Lesedauer: 3 Minuten

Immer mehr Jugendliche seien lebensuntauglich, sagt Martina Leibovici-Mühlberger. Ihr Buch «Wenn die Tyrannenkinder erwachsen werden» polarisiert. Die Jugendpsychotherapeutin will darin Eltern ermutigen, das Ruder herumzureissen.   

Frau Leibovici-Mühlberger, Sie sagen, Jugendliche seien für die Zukunft schlecht gerüstet. Woran hapert es? 

Wir stehen vor grossen gesellschaftlichen Herausforderungen. Unsere Kinder werden einst noch mehr Entscheidungsverantwortung tragen müssen als wir heute. Das verlangt nach integrierten und stabilen Persönlichkeiten. Doch immer mehr Jugendliche wollen lieber chillen, statt etwas zu leisten, sind egozen­trisch, wehleidig und voller Widerstand.

Kein gutes Zeugnis, das Sie der Jugend ausstellen.

Nun, ich begegne auch vielen jungen Menschen, die mich beeindrucken. Sie handeln sozial und verantwortungsbewusst, sind reflektiert und vorausschauend. Ich sage nicht, dass die Jugendlichen, um die es in meinem Buch geht, die Mehrheit ihrer Altersgruppe repräsentieren. 

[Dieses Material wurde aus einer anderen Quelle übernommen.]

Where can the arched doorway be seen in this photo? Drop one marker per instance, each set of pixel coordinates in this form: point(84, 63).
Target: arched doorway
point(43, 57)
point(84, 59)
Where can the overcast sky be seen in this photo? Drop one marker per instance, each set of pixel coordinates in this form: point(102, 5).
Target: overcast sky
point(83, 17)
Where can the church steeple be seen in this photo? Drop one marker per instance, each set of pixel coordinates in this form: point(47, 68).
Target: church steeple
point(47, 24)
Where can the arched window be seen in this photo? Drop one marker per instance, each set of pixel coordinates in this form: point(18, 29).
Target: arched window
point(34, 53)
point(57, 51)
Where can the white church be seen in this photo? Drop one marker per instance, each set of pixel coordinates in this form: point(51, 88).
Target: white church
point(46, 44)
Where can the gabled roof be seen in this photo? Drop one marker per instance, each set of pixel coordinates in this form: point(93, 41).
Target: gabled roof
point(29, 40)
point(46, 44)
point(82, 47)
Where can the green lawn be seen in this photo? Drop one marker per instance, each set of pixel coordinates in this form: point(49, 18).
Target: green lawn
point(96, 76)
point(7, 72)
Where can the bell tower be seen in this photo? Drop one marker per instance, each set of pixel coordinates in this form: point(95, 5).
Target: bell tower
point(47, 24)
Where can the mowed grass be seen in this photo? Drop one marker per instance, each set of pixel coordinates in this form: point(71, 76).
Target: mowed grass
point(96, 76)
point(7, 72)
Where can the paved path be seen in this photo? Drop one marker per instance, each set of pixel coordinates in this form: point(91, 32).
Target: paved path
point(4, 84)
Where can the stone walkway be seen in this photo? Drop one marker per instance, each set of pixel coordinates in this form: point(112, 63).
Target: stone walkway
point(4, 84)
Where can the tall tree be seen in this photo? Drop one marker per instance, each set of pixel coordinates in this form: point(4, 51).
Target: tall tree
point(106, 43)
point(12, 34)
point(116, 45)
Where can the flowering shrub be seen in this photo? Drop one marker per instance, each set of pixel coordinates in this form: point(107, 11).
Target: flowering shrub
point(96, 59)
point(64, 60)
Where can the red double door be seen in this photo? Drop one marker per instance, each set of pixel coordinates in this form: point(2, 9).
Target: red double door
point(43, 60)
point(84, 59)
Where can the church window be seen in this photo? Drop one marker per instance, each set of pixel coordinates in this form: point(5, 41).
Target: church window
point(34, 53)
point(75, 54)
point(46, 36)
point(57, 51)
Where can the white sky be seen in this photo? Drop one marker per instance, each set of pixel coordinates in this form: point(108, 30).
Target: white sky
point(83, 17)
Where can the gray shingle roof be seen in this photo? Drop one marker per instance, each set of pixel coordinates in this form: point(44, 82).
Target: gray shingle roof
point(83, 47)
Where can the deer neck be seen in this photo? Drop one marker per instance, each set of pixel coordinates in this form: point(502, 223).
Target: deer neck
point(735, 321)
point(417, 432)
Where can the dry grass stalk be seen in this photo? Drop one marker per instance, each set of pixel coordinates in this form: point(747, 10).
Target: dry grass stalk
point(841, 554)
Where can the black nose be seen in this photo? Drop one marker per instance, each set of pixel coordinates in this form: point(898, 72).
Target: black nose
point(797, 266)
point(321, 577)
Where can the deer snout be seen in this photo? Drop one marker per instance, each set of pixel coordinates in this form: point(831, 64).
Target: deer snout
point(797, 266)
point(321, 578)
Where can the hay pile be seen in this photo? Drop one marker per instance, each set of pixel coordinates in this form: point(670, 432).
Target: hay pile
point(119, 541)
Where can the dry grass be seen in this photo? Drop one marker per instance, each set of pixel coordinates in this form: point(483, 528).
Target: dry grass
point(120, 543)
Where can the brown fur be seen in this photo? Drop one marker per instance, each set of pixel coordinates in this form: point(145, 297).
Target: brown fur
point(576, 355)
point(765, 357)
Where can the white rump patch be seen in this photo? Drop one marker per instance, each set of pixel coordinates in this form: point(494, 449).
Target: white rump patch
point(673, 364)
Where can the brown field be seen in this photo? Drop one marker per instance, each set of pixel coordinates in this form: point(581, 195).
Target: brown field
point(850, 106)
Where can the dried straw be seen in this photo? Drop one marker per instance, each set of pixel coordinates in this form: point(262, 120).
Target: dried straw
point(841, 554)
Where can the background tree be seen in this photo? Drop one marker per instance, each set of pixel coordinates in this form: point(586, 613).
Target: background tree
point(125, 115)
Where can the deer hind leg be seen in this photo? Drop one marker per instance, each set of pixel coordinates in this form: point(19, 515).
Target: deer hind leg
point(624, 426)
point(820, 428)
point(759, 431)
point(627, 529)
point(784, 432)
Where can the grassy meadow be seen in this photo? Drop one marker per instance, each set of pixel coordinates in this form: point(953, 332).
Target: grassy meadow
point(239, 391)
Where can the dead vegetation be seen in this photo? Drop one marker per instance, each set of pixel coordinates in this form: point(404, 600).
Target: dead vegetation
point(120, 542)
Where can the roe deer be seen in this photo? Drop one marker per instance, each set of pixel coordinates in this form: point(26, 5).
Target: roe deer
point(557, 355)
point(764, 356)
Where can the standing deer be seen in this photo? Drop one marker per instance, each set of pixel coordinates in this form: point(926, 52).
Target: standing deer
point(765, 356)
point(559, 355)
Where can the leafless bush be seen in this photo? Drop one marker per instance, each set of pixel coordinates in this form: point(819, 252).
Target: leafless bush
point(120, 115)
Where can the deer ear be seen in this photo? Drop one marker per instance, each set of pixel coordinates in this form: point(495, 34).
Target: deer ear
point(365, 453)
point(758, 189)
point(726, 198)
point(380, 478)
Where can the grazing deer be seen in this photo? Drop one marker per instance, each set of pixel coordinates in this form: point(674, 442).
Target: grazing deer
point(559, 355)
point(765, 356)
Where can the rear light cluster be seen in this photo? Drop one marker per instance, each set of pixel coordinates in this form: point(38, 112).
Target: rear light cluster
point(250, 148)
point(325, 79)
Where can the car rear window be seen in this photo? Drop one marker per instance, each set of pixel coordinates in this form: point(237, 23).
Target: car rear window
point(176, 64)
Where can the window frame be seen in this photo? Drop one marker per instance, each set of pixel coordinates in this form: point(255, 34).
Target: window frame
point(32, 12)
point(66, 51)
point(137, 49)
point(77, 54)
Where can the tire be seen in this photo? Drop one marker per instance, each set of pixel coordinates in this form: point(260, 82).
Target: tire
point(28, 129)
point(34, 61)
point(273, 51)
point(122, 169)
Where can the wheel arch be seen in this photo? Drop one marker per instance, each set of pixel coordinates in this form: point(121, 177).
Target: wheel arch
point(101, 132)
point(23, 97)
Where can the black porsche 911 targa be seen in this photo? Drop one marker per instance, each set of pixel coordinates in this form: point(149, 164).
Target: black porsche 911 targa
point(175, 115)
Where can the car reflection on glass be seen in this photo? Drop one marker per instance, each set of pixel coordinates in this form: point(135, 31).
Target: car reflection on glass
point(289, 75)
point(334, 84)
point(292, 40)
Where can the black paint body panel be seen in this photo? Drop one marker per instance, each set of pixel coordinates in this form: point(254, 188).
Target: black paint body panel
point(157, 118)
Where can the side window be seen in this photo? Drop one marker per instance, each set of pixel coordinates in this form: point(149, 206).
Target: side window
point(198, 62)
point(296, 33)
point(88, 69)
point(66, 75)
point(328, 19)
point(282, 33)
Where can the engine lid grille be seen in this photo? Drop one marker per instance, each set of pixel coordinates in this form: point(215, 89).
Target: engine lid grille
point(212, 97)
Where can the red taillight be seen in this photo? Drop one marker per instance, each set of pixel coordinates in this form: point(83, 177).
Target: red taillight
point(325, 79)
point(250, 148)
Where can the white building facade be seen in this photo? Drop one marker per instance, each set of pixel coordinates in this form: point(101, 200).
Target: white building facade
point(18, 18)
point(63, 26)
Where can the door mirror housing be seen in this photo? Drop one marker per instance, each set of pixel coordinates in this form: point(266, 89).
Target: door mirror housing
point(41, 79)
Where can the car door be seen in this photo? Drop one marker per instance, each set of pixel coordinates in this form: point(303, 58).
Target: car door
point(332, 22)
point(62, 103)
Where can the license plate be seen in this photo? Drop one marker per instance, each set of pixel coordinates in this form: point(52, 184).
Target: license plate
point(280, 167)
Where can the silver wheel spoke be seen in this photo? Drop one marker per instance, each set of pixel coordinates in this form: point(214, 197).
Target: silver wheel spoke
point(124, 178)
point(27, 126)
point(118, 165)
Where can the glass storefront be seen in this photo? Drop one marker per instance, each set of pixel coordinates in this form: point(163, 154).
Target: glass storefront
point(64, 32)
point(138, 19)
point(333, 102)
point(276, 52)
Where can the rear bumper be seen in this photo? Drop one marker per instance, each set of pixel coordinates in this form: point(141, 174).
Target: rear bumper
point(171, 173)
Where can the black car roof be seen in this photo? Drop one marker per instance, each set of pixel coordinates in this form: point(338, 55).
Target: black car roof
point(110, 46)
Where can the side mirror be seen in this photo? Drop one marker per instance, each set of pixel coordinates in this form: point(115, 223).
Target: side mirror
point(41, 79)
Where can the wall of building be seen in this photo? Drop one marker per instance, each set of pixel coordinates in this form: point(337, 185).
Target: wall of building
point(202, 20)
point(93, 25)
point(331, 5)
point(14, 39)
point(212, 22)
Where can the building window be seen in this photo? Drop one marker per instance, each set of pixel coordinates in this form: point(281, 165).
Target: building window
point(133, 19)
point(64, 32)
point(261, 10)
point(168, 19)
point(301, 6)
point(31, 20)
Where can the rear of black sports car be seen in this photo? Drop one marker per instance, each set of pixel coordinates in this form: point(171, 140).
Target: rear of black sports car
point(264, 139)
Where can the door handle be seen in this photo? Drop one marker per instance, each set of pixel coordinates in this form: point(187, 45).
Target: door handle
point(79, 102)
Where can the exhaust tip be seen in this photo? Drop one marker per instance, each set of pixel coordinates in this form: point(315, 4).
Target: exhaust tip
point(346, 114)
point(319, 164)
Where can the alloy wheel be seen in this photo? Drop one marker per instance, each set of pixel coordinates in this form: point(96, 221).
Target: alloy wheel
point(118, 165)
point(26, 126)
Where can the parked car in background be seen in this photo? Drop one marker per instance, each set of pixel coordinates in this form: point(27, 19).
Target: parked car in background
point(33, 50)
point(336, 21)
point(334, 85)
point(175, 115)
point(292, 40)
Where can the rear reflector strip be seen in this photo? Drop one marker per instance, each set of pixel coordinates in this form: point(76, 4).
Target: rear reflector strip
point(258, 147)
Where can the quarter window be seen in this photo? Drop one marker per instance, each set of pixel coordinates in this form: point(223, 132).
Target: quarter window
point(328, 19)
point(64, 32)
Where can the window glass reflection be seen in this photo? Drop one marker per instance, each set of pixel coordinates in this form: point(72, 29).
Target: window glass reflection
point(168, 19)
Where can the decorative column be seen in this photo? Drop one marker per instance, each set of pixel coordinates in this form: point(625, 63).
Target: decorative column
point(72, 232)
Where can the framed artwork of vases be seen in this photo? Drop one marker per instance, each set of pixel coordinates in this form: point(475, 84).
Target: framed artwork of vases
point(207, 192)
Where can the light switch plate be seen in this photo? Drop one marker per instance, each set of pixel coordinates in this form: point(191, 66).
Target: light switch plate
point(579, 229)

Dann kann es ja nicht so schlimm sein.

Es reichen ein paar, die herumhampeln, um ein Boot zum Kentern zu bringen. Wir können uns Querschläger begrenzt leisten. Was ich in meiner Praxis und im Austausch mit Berufskollegen erfahre, legt aber nahe, dass die Zahl sogenannt verhaltensorigineller Jugendlicher steigt. Ich kann ihren Widerstand nachvollziehen. Sie sind einer Erziehungslüge auf den Leim gegangen, das kränkt sie.
Martina Leibovici-Mühlberger, 57, ist Gynäkologin und Jugendpsychotherapeutin mit eigener Praxis in Wien. Sie leitet die ebenfalls dort ansässige ARGE Erziehungsberatung und Fortbildung GmbH und ist unter anderem Mitglied der Workinggroup on the Quality of Childhood im EU-Parlament. Bild: zVg
Martina Leibovici-Mühlberger, 57, ist Gynäkologin und Jugendpsychotherapeutin mit eigener Praxis in Wien. Sie leitet die ebenfalls dort ansässige ARGE Erziehungsberatung und Fortbildung GmbH und ist unter anderem Mitglied der Workinggroup on the Quality of Childhood im EU-Parlament. Bild: zVg

Einer Erziehungslüge?

Ja. Viele Eltern nehmen ihren Erziehungsauftrag nicht wahr. Sie wollen ihre Kinder nicht anleiten, sondern sehen sich als deren Steigbügelhalter. Sie haben dieses infantil anmutende, narzisstische Ideal der Freiheit, wo Individualität und freie Entfaltung oberste Maxime sind. Priorität hat für die Eltern, dass sie keinen Untertan erziehen, sondern einen freien Geist. 

Was ist daran falsch?

Die Eltern vermitteln dem Nachwuchs, dass er stets die Wahl hat. Ihren eigenen Auftrag sehen sie  darin, die Kinder mit Aktivitäten zu fördern und sie mit Konsumgütern auszustatten. Spleens oder Fehlverhalten ihrer Kinder werten sie gerne als Zeichen von deren Individualität. Dabei übersieht man grosszügig die eigentliche Problematik: Das Kind hat die Orientierung verloren, weil ihm niemand Grenzen aufzeigt. Später wird es den Preis dafür zahlen. 

Inwiefern?

Als Jugendlicher knallt es in einer Realität auf, die seine Eltern nicht mehr kontrollieren können. Das Kind ist nicht vorbereitet auf die Steigerungsgesellschaft, in der nicht freie Entfaltung, sondern Leistung zählt. Es begreift, dass es in die verkehrte Richtung gelaufen ist, weil jemand die Schilder falsch aufgestellt hat. Darum sage ich: Lügt eure Kinder nicht an!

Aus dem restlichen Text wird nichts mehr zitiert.